Despite my natural reluctance to rely on a sole source, Isadore has been my go-to guy for years on this subject, and I find MANY other sources rely (paraphrase as well as outright plagiarise) on him as well. This is also a useful article, despite the fact it covers several chemistries and was written about a decade ago (many of his articles are, btw.):
http://www.buchmann.ca/chap6-page1.asp
:)
Well your Go To Guy never said this:
New cells will benefit from several full charge/full discharge cycles as the chemistry/electrons establish their favorite routes (paths of least resistance-aka 'break-in') under real load (constant voltage-C rate), which indeed happens across most battery chemistries.
Further, SOC and SOH are measurements made by the charge controllers, and are initially set by software to estimated values, NOT actual battery measurements. The charge controllers couldn't possibly know the State of Health unless they discharged totally, which I guarantee Acer does not take the time to do.
(Some large Laptop batteries have a charge measuring circuit embedded so you can simply push a button to get a measurement. But even these are best guesses) .
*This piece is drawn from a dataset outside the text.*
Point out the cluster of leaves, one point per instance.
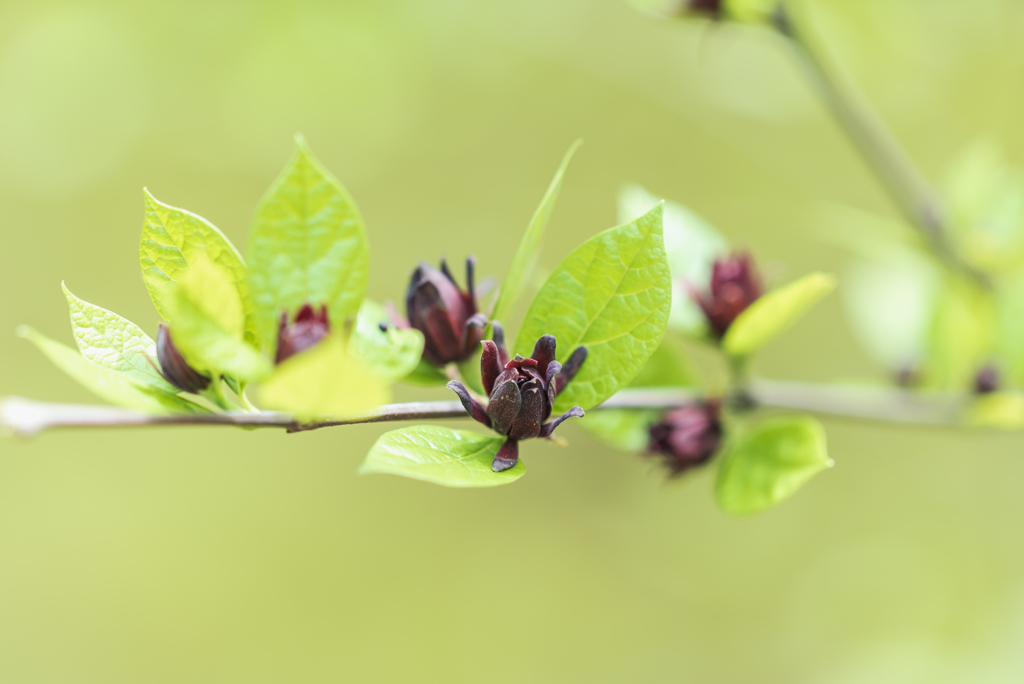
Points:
(307, 246)
(762, 461)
Production batteries are charged to 40%. The are not charged to 100% and then discharged to 40%. You made that part up. Nobody has time to do this when you ship a million batteries a month. It would serve no purpose, because the max and min charge states are not stored in the battery, they are stored in the charge controller's non volatile ram. So your full charge and full discharge would have to be done IN DEVICE, after assembly. I guarantee Acer doesn't do that either. Nor Apple, nor Samsung. They simply preload the Charge controller with conservative standard values, and let it learn the actual ones in normal usage.
The battery as protection circuits (CIDs) set the de-facto lowest/highest charge state, (because they take the battery off line). TThis is what charging controllers LEARN from. Most charger controllers do not actually let the battery's internal circuit trip, they step in ahead of time when they sense rapid drops in low-end voltage or very slow increases in high-end voltage.
The other inaccuracy common at Battery University is that you need to shut off a device to charge it because parasitic discharge confuses the charger. This hasn't been the case for the last 10 years, this is totally handled by modern charge controllers which are designed for always on equipment.